D&D 5E So this is how D&D 5e dies, a beautiful start only to die in disgrace because of mismanagement. RIP 5e

OK, they can fall, but they can also get back up. They suffered bad times in the past more once.

Selling is not only about to convinc customer this has to buy the product. The customer has to feel satisfied to continue buying. The prestige of the brand is very bad, because if you lose the trusth by the customer, recovering this shouldn't be too easy with only spending more into advertising.

A too agressive economic strategy could cause serious damages in the prestige of the brand.

This is a hobby, not a staple product. This means in a bad economic year, a year of "thin cows", when the families have to save money then you think twice about how you are going to spend your money, earned after hard work days.

In my land we say "greeds breaks the bag". Do you remember the fable about the goose of the golden eggs?

The right marketing strategy is not only about attracking new customers, but also keeping the loyalty by these.

Even when you are publishing a good product, the adquisitive level of the players has got a limit, and lower when these are underage. In the 3.5 ed age lots of titles were published, but not all could be sold too well, and the number of translated editions was lower.

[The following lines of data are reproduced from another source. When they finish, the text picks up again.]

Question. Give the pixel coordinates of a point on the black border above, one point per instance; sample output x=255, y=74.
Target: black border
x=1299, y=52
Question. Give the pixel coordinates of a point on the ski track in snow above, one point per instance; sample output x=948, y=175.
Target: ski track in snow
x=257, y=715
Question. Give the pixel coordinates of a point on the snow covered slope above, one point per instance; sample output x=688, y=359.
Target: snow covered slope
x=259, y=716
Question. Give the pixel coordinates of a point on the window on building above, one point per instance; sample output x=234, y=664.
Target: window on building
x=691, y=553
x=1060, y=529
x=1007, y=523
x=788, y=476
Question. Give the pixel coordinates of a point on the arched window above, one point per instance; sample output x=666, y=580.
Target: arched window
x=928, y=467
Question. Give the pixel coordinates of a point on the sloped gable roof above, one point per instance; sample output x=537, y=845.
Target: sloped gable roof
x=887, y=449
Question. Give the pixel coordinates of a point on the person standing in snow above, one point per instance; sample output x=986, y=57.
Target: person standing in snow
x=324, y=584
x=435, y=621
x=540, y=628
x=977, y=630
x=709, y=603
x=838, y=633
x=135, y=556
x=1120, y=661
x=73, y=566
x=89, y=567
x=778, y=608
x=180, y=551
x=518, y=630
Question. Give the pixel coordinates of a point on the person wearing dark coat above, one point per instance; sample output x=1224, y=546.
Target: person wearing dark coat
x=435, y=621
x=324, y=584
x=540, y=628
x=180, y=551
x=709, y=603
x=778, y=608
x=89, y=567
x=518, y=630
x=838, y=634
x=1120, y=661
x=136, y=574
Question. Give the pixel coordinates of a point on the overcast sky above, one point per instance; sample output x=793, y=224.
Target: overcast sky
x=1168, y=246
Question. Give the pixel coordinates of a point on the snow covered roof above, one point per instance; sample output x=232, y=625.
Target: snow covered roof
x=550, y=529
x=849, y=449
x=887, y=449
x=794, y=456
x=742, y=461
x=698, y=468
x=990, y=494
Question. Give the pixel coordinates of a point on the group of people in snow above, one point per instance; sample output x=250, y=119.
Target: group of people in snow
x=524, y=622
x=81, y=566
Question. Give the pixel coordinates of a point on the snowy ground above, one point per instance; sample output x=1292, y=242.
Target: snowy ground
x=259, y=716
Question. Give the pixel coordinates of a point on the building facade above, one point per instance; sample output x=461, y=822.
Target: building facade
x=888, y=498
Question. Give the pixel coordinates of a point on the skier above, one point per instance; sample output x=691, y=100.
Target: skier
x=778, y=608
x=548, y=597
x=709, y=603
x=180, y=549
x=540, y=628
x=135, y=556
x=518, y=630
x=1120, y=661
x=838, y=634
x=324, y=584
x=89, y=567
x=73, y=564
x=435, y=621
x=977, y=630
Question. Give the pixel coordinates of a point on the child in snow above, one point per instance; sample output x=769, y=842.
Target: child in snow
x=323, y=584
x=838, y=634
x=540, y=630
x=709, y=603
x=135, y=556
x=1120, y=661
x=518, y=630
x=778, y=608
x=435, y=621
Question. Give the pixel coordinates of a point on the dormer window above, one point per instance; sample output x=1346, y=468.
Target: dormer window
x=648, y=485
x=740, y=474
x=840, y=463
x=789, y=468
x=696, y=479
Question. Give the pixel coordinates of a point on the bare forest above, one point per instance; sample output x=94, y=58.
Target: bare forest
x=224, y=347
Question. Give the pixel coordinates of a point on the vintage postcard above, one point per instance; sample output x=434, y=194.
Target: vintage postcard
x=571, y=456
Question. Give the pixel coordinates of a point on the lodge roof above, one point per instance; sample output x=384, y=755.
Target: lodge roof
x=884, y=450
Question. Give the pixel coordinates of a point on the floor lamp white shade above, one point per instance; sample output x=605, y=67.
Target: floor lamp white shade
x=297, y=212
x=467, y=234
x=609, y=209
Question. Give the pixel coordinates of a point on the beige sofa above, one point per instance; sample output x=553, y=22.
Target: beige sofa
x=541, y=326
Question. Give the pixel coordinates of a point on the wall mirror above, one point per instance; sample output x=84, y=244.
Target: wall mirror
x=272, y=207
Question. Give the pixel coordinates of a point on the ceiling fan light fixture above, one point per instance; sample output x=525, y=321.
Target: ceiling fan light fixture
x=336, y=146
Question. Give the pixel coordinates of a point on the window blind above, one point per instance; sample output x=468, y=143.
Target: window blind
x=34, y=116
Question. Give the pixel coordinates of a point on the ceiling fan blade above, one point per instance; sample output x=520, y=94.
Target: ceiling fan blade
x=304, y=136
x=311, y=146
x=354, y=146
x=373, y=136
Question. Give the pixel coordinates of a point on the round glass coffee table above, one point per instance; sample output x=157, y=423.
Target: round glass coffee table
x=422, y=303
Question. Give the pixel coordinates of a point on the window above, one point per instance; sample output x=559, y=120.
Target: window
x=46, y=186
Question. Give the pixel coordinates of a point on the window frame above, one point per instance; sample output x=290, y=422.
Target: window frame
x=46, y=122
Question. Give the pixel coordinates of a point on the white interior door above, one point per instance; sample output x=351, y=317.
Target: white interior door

Hasbro has to remember in the digital market the rivals aren't the 3PPs, but videogame studios, and these can be really "big fishes", pure "heavy metal" in the entertaiment industry.
 

log in or register to remove this ad


dave2008

Legend
I get the desire to ramp all the rhetoric up to 11, for that extra push over the cliff, but it's getting to the point of parody. This might have been a terrible decision, but it doesn't come close to measuring up to the true corporate malfeasance we have seen.
Very, very true. I was initially enraged, incredulous, and frankly depressed by the OGL news. I care about the OGL and 3PP and still hope WotC does a 180. That being said, I have come to realize in the grand scheme of things that, while disappointing, it is not really that big of a deal and I am now happy to separate the governance of D&D from my desire to engage with the game. At this point, the backlash is so over the top it is starting to push me to support WotC! I'm not there yet, but ugh!
 
Last edited:

dave2008

Legend
I hate that sort of sales too, and I'm technically a sales man, in that I own a comic and game store. I have a very simple formula (that works! I've been in business 29 years, own my own home, and support a family of four on my income):

1) Get customers the thing they want.
2) Sell it to them at a fair markup.
3) Repeat.

The reverse is important, too: Don't get them the things they don't want. (This is my rule for inventory management).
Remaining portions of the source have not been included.